Where do I begin?
I've been staring at my screen for what seems like forever, trying to search for the words but I just don't know what to say. Or how to say it.
Funny how things can look so optimistic one second and the next, everything's burning up in front of you. I really don't understand how things could get so shitty so quickly. I've been looking back at the past few weeks, trying to pinpoint when things started breaking down but when I look back now, all I can see is how broken it was from the beginning. How could I have been so blind, so stupid?
You attacked me. Not physically, but verbally. Although it did feel like a physical attack since the words you said felt like a punch to my chest. How could you do that to me? I know I didn't deserve that kind of treatment from you so why? I never did anything to you. I never spread any rumors about us, never uttered a bad word about you. In fact, I always defended you! But how could you even know that, right? You never asked. You straight up just assumed the worst of me and accused me of doing these things that I would never in a million years even think about doing. Maybe that's what hurt the most. I thought you'd know me better than that after everything but you don't.
I never demanded anything from you. I knew what we were doing. I knew what it was all about for you. Did you hear me complain? Did you hear me demand for more? Did I make you feel that I wanted more? Honestly, please tell me. Because I didn't. I hid all my feelings for you in the deepest recesses of my heart. I pretended to be so aloof that sometimes, I even felt like I was starting to fool myself into thinking that I didn't care about you. So where the hell is all this anger coming from? Please justify yourself because I don't deserve any of this.
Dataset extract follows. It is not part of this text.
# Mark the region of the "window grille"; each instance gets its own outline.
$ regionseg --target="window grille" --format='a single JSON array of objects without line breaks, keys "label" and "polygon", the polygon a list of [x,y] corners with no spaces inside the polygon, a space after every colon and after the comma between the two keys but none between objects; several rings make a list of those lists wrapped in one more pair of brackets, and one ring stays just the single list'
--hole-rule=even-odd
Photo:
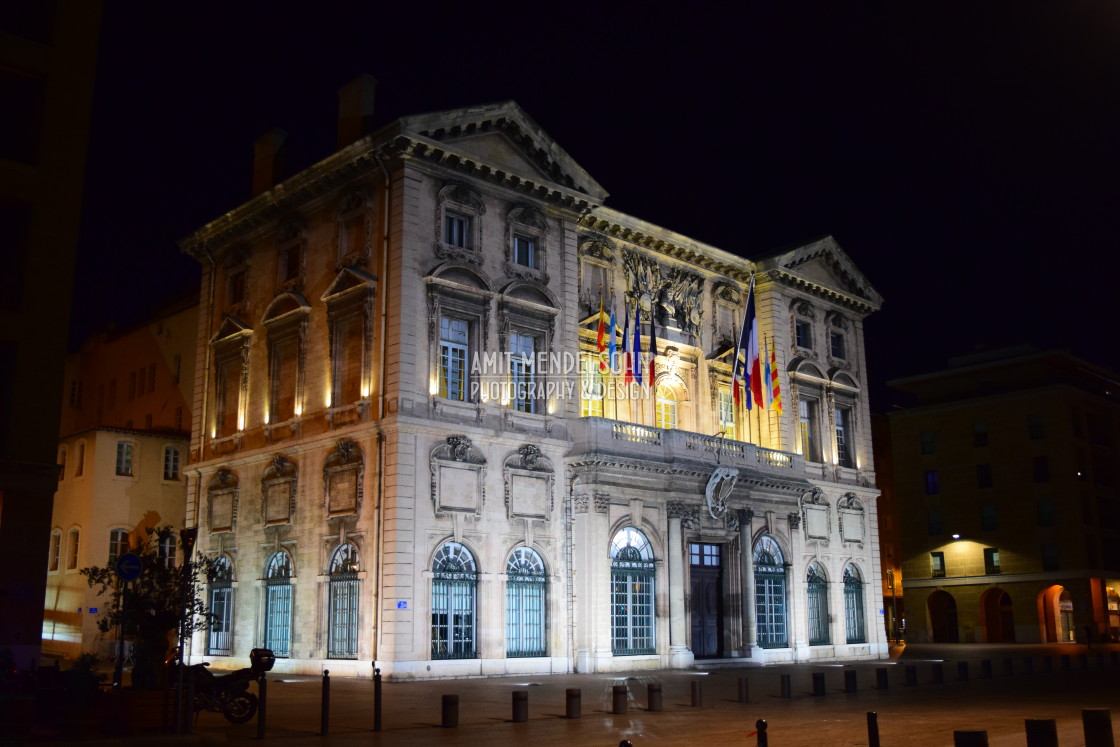
[{"label": "window grille", "polygon": [[844,633],[848,643],[867,643],[864,624],[864,582],[859,571],[848,566],[843,569]]},{"label": "window grille", "polygon": [[785,614],[782,550],[773,538],[764,536],[755,545],[755,620],[760,647],[784,648],[788,645]]},{"label": "window grille", "polygon": [[478,572],[474,555],[458,542],[436,552],[431,582],[431,657],[474,659]]},{"label": "window grille", "polygon": [[544,562],[534,550],[517,548],[505,572],[505,655],[545,656],[549,580]]}]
You know, I was getting along fine ever since you two started hanging out again. I got the message. I was already keeping my distance. But you just had to stir up some drama, didn't you? You just had to make things harder for me. Breaking my heart wasn't enough for you, you had to destroy me. Well, congratulations! You win. You broke me in ways I didn't even know was possible. You took what was left of my dignity, my self-worth, and you smashed it to tiny little pieces and walked all over them. So fuck you. Fuck you for breaking me. And fuck me for allowing you to do that to me.